What lesson can we learn from the story that I communicated earlier? If the patient was not wired up but still was able to transmit the information that he was in destress, his life may have been saved. Even if not, the hospital staff would have found him earlier. The fact is, that if patients both inside the hospital system and outside it, would be able to be monitored without the hassle of leads, I will bet my last dollar that many lives could be saved.

The “smart clothes” wearable market’s challenge now is to create devices that can offer useful data that will improve our lives.
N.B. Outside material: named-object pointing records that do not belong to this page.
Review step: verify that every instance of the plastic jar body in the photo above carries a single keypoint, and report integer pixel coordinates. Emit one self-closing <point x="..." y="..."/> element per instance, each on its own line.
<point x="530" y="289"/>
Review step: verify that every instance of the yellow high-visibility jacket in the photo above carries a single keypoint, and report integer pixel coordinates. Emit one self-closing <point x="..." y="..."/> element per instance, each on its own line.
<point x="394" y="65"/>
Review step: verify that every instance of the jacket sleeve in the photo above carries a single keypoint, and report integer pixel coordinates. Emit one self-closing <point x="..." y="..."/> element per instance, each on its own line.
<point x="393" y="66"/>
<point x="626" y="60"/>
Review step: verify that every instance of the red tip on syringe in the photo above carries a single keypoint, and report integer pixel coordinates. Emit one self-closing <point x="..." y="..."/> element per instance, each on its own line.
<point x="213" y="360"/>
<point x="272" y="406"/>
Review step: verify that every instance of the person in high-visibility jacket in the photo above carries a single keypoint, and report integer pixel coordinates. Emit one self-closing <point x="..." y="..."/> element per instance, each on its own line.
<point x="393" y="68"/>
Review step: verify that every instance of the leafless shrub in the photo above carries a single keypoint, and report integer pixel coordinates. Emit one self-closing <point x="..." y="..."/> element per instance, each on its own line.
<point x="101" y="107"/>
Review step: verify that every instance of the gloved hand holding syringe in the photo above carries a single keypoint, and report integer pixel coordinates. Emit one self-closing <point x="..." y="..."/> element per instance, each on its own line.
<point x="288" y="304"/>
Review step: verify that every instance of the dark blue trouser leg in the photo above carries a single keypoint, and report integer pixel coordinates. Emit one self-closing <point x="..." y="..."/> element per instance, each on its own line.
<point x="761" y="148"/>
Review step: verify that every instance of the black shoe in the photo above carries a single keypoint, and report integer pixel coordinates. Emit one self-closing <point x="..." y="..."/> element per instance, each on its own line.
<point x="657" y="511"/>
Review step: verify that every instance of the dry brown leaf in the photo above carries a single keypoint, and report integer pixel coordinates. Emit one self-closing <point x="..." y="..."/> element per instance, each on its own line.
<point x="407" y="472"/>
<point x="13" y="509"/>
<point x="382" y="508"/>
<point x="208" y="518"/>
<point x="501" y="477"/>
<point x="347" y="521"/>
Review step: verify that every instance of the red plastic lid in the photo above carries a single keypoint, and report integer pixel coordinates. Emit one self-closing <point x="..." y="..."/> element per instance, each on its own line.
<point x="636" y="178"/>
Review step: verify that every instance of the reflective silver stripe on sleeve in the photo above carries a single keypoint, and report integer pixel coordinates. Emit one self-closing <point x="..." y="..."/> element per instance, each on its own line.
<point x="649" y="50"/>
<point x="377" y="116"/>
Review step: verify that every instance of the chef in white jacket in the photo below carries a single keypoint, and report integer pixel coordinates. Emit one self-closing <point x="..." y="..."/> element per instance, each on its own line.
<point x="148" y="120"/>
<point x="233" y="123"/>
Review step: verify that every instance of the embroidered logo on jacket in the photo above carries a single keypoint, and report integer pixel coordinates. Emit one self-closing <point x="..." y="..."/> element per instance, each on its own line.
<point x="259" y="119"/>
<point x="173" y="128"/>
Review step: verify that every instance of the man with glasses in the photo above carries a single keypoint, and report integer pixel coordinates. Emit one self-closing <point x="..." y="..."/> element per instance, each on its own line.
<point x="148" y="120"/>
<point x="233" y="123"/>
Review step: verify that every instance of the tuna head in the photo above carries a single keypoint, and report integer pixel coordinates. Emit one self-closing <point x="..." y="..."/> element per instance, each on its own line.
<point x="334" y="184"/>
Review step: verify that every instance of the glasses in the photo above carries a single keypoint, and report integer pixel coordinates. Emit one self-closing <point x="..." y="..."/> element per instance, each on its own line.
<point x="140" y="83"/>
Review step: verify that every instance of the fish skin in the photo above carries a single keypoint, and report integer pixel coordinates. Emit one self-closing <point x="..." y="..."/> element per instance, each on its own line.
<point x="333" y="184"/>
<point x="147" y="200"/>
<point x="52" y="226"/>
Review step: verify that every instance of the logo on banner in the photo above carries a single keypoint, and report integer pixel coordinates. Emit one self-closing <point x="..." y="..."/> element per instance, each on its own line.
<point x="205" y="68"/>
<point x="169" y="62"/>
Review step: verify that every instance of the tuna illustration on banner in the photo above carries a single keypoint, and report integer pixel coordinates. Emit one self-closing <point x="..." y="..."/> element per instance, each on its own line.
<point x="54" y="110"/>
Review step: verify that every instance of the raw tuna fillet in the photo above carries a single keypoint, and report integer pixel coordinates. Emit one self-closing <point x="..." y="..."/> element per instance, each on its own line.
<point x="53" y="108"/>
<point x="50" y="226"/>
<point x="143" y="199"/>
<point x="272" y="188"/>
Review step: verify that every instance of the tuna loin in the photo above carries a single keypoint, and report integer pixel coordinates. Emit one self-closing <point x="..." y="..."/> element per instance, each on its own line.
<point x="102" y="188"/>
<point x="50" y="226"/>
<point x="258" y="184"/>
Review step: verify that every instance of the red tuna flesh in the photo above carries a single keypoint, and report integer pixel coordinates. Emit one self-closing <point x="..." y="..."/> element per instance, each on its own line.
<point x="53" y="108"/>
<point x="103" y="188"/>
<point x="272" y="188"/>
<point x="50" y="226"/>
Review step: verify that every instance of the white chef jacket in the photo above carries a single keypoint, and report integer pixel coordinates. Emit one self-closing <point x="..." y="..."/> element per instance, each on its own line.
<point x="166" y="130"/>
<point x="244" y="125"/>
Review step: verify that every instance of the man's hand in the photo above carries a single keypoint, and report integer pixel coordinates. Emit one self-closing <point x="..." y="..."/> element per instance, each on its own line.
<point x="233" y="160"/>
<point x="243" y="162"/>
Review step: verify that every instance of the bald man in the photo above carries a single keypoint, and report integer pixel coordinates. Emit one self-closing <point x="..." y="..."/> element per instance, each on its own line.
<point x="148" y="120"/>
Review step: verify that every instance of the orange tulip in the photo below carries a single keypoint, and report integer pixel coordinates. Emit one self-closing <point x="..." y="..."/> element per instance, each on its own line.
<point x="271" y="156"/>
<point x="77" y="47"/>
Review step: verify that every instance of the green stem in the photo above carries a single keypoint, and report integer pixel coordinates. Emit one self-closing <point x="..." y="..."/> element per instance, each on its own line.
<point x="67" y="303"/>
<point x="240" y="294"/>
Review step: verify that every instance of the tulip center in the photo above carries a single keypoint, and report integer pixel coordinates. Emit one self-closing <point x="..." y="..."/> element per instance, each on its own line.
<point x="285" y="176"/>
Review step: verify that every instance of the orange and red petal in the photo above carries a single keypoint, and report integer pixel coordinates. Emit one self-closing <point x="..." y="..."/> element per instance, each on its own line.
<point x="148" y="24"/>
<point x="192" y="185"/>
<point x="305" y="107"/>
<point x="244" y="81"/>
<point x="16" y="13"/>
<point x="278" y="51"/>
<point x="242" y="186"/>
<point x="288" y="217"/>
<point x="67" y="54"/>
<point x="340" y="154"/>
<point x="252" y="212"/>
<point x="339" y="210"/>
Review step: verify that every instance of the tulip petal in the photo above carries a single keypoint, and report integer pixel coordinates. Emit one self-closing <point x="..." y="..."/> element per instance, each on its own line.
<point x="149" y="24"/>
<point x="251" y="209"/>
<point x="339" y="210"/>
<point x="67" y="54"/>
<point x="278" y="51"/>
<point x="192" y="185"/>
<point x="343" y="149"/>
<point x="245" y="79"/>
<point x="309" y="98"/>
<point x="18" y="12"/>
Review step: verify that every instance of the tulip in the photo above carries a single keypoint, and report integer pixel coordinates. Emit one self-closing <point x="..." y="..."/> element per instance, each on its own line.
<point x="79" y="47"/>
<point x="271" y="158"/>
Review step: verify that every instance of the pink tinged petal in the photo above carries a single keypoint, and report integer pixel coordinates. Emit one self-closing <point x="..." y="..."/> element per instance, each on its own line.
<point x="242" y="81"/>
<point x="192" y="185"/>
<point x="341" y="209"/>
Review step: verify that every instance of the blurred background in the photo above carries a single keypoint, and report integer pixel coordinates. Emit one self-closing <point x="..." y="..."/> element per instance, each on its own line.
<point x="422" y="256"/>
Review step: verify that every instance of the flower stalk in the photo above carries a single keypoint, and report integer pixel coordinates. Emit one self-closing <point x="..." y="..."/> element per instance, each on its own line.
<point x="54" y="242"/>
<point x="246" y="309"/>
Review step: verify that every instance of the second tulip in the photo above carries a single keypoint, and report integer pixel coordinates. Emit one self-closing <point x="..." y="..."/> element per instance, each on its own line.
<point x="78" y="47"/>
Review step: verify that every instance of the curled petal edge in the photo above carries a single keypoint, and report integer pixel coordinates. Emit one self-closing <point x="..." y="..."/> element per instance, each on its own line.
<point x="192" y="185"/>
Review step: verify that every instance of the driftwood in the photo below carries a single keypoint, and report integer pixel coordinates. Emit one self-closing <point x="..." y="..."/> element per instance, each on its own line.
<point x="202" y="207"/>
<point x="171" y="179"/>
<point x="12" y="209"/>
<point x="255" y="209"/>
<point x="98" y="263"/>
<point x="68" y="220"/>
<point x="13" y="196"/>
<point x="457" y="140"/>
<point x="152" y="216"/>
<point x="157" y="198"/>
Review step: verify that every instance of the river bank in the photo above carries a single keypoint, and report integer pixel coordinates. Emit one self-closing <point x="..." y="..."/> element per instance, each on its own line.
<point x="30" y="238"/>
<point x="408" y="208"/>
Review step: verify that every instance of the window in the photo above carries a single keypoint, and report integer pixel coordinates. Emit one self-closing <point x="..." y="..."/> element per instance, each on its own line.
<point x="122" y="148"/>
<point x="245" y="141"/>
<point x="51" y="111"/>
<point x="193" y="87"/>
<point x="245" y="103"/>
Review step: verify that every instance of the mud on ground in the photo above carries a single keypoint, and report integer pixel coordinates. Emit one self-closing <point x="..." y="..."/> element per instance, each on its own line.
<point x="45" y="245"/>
Truth being told, we don’t need more data, but rather astute and clever analysis and interpretation of this data. We cannot overwhelm the medical staff with reams of data but give it to them in a manner not only that is easy to read but within a platform that builds for them an AI hierarchy system. This new AI platform in conjunction with the IOT, is now allowing us to interact with other medical devices permitting us to monitor, scrutinize and improve patient’s lives in a respectful and stress-free fashion.